TheStreet Quant Ratings

rates Johnson Controls as a

hold

. The company's strengths can be seen in multiple areas, such as its largely solid financial position with reasonable debt levels by most measures and good cash flow from operations. However, as a counter to these strengths, we also find weaknesses including a generally disappointing performance in the stock itself, deteriorating net income and disappointing return on equity.

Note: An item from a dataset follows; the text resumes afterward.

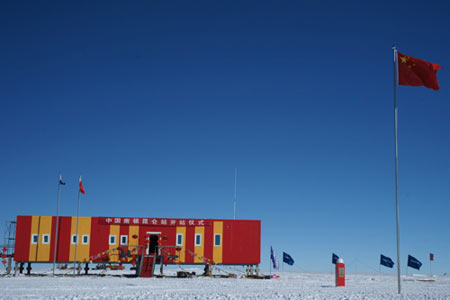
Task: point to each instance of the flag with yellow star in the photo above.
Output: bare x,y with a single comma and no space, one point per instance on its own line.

Highlights from the ratings report include:

  • JOHNSON CONTROLS INC has experienced a steep decline in earnings per share in the most recent quarter in comparison to its performance from the same quarter a year ago. This company has reported somewhat volatile earnings recently. But, we feel it is poised for EPS growth in the coming year. During the past fiscal year, JOHNSON CONTROLS INC increased its bottom line by earning $2.16 versus $2.07 in the prior year. This year, the market expects an improvement in earnings ($3.91 versus $2.16).
  • The debt-to-equity ratio is somewhat low, currently at 0.70, and is less than that of the industry average, implying that there has been a relatively successful effort in the management of debt levels. Despite the fact that JCI's debt-to-equity ratio is low, the quick ratio, which is currently 0.54, displays a potential problem in covering short-term cash needs.
  • The share price of JOHNSON CONTROLS INC has not done very well: it is down 16.06% and has underperformed the S&P 500, in part reflecting the company's sharply declining earnings per share when compared to the year-earlier quarter. Looking ahead, we do not see anything in this company's numbers that would change the one-year trend. It was down over the last twelve months; and it could be down again in the next twelve. Naturally, a bull or bear market could sway the movement of this stock.
  • The company, on the basis of change in net income from the same quarter one year ago, has significantly underperformed when compared to that of the S&P 500 and the Auto Components industry. The net income has significantly decreased by 200.2% when compared to the same quarter one year ago, falling from $529.00 million to -$530.00 million.